In the last letter in the series appellant stated that he had decided to continue the insurance for $10,000 and withdraw the accrued dividends and the “D. of I.” commission then due, and added: “I now understand that I am to continue *661the policy as paid up, withdrawing each year the dividends in cash and the Cal. D. I. Cons, as stated in the fourth paragraph of your letter.”
Appellant’s sole contention on this appeal is that the parties, in their correspondence, entered into a new contract by which the terms of the original “D. of I.” agreements were so amplified as to include a percentage of premiums collected from insurance written in California after February 24, 1922. The consideration for the new contract was (he claims) his leaving with the respondent the cash value of the policy. It will be noted, however, that the insurance contract was primarily for the life of the appellant and that the right to withdraw the cash value and terminate the contract was an alternative option. It will be noted also that there is no suggestion that appellant agreed to leave the cash value with the respondent for any period of time. He merely refrained from withdrawing it on February 24, 1922, retaining the right to draw it out with its accumulations at any time thereafter and to cancel the policy.
The trial court found “that said correspondence did not modify said ‘D. of I.’ contracts nor create a new contract between plaintiff and defendant”. That, finding is undoubtedly correct. The correspondence does not indicate an intention on the part of either of the parties to make a new contract or to modify their existing rights in any respect. All of the questions and answers relate to the policy and the original “D. of I.” contracts. There is no expression of any desire to make a new bonus agreement.

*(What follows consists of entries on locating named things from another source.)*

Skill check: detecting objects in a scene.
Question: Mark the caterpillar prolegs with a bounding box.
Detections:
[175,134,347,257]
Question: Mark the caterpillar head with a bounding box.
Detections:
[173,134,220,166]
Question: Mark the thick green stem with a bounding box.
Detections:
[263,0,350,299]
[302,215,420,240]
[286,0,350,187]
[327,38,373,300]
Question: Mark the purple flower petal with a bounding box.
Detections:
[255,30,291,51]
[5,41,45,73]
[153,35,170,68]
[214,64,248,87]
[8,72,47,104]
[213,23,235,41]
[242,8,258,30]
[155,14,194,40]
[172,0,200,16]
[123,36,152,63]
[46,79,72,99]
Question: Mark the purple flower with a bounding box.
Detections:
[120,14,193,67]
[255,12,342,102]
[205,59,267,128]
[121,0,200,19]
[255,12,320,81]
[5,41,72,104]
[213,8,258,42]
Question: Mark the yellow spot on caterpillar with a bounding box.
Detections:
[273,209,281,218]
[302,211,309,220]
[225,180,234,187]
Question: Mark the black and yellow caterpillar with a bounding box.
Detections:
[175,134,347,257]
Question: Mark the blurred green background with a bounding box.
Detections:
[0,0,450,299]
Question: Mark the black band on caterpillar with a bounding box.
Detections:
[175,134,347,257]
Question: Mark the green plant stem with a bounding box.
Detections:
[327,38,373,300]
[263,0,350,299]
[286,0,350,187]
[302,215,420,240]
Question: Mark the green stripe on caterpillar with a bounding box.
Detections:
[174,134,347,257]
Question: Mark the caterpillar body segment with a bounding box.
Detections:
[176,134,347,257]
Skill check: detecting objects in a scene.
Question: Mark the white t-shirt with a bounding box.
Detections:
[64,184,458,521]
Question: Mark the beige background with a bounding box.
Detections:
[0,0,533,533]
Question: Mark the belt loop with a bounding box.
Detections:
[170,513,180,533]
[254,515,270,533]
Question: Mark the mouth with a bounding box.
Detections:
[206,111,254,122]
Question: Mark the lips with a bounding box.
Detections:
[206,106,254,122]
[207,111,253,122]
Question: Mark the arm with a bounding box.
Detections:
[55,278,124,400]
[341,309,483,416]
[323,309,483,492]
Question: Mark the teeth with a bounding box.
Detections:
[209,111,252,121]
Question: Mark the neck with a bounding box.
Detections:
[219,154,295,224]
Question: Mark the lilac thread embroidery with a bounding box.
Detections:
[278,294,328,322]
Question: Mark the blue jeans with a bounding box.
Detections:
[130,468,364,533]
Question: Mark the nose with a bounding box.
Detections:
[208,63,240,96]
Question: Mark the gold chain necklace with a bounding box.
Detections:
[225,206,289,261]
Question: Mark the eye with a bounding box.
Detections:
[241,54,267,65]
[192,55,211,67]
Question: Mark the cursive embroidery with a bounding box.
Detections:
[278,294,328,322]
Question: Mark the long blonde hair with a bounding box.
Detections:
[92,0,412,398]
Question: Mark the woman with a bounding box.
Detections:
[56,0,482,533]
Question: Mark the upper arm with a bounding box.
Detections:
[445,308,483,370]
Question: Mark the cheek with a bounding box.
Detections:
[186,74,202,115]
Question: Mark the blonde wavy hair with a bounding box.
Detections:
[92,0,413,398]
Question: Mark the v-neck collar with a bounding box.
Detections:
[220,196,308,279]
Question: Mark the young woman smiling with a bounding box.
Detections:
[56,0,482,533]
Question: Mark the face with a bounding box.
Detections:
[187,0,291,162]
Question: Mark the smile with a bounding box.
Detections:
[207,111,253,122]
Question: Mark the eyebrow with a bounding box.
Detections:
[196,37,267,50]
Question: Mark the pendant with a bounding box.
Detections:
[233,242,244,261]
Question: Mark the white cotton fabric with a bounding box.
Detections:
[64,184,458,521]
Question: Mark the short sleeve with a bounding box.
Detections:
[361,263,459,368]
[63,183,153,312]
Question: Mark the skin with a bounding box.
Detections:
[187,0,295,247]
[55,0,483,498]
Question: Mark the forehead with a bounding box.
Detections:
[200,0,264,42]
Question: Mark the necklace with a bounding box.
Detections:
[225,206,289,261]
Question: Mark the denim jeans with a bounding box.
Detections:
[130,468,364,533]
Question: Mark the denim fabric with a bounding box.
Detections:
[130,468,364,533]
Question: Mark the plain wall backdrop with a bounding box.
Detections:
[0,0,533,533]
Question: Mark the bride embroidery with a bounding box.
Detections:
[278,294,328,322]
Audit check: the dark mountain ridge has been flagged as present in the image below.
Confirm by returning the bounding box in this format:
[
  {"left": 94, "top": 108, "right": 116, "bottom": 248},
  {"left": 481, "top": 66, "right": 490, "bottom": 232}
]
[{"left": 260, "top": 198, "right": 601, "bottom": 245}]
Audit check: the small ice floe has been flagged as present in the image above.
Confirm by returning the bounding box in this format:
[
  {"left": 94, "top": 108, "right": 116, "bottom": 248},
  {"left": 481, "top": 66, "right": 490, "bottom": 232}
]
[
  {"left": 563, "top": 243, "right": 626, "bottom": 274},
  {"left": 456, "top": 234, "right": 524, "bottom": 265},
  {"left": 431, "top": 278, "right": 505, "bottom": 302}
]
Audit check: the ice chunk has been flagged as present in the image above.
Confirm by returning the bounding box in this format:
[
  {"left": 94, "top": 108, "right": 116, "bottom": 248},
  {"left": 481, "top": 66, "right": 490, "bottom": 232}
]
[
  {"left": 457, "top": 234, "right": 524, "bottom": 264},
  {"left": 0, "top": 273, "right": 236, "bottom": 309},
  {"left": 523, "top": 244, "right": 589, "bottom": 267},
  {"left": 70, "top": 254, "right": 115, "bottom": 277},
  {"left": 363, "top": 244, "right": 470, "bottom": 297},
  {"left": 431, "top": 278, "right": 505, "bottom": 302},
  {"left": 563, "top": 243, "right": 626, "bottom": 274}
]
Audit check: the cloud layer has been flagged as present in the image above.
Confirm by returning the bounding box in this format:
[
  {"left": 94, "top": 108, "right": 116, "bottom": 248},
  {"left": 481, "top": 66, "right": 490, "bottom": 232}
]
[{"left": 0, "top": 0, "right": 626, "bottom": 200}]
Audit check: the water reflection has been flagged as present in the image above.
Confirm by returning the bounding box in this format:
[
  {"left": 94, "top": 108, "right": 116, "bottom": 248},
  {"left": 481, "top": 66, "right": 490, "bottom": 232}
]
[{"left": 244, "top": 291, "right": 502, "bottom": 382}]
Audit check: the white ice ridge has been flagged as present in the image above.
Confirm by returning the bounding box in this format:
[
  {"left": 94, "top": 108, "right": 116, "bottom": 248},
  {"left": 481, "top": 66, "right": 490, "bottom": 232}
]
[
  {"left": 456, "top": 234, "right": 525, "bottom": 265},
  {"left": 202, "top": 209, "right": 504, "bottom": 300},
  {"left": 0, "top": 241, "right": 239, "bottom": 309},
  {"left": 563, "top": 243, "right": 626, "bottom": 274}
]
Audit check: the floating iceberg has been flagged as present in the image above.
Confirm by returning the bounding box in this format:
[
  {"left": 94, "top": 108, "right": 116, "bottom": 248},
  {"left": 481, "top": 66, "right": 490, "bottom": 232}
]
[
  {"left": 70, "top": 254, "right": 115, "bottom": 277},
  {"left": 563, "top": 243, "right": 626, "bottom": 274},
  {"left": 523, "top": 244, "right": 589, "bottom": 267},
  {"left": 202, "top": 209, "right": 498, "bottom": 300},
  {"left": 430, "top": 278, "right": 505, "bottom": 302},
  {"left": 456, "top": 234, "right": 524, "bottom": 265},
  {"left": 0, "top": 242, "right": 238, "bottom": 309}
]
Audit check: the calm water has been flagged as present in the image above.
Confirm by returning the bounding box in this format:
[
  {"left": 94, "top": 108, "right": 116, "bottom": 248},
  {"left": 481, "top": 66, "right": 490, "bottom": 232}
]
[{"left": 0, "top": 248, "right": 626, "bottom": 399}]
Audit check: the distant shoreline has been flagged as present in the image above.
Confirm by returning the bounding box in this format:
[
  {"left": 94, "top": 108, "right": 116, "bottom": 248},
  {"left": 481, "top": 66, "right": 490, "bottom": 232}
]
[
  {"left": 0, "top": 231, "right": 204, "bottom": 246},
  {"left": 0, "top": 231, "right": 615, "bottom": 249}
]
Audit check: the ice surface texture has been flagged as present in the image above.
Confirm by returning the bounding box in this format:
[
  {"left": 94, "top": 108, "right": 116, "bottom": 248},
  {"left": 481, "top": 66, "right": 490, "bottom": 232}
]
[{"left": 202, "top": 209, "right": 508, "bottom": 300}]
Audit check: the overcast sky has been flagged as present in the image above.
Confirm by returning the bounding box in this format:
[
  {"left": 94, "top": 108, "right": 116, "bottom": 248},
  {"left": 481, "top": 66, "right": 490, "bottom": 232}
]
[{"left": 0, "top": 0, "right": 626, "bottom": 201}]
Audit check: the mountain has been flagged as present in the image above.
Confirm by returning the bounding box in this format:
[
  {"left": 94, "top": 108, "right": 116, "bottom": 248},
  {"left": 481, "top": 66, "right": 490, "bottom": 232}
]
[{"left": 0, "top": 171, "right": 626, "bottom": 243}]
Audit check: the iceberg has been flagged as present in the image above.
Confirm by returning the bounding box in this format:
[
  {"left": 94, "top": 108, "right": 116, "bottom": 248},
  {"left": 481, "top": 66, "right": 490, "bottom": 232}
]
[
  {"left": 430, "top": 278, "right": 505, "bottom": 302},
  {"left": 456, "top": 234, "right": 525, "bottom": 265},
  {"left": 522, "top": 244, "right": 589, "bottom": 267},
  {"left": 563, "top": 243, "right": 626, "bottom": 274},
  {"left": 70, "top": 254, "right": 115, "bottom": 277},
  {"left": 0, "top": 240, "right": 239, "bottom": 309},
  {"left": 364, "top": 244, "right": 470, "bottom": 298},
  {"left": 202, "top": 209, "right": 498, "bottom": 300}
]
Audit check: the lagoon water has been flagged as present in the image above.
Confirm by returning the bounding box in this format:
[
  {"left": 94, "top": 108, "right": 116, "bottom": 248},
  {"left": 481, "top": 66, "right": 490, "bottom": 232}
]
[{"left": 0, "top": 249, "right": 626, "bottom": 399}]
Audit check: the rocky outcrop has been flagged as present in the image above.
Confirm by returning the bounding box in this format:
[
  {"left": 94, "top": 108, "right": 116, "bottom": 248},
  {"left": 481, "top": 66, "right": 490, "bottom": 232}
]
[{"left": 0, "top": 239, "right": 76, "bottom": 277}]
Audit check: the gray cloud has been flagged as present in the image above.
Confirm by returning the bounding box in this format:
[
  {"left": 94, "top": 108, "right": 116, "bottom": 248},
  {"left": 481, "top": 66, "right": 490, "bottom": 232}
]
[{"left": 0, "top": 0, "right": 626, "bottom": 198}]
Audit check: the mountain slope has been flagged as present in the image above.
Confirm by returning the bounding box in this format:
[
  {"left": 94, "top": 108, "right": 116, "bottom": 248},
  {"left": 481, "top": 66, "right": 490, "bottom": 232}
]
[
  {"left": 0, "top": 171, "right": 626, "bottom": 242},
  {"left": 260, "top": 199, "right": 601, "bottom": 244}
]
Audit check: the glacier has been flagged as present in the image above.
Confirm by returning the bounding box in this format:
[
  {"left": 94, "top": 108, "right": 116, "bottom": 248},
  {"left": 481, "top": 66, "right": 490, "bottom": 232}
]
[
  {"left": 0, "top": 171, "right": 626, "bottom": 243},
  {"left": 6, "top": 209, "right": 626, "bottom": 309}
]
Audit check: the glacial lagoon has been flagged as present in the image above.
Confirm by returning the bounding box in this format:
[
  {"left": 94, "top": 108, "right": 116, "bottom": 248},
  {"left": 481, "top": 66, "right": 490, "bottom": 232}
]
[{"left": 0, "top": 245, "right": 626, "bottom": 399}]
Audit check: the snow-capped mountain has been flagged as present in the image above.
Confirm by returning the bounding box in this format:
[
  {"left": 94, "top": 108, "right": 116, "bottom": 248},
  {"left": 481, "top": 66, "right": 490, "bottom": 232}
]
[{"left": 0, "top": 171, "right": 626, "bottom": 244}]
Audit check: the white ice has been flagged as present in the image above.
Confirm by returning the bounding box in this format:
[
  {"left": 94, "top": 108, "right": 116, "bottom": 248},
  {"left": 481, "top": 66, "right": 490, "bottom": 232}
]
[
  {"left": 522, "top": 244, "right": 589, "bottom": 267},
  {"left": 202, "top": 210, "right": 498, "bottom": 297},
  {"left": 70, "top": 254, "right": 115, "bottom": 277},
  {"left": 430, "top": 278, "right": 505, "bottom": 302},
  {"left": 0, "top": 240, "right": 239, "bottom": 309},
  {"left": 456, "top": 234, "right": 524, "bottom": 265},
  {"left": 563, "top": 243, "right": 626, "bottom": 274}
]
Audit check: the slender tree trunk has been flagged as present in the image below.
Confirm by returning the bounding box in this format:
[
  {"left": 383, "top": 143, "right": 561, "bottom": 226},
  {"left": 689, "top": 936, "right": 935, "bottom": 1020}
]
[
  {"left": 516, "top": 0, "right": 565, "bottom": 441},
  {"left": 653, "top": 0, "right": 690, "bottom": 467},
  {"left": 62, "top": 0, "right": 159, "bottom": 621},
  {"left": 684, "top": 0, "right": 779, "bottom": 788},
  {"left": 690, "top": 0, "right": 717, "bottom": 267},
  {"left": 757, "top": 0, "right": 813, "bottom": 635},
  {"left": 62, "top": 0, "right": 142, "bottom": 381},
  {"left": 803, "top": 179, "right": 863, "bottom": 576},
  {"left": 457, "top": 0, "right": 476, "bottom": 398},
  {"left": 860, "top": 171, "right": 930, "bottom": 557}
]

In fact, such an agreement, if made, would have been contrary to law, for insurance companies were prohibited in 1917 from offering special inducements not set out in the policy, for the acceptance of insurance contracts (Pol. Code, sec. 633b).
The statements that were made by the actuary amounted only to his interpretation of the legal rights of the appellant. Inasmuch as the terms of the original contracts are unequivocal his interpretation did not affect those rights (Hughes v. Pacific Wharf Co., 188 Cal. 210 [205 Pac. 105]).
The judgment is affirmed.
Thompson, J., and Pullen, P. J., concurred.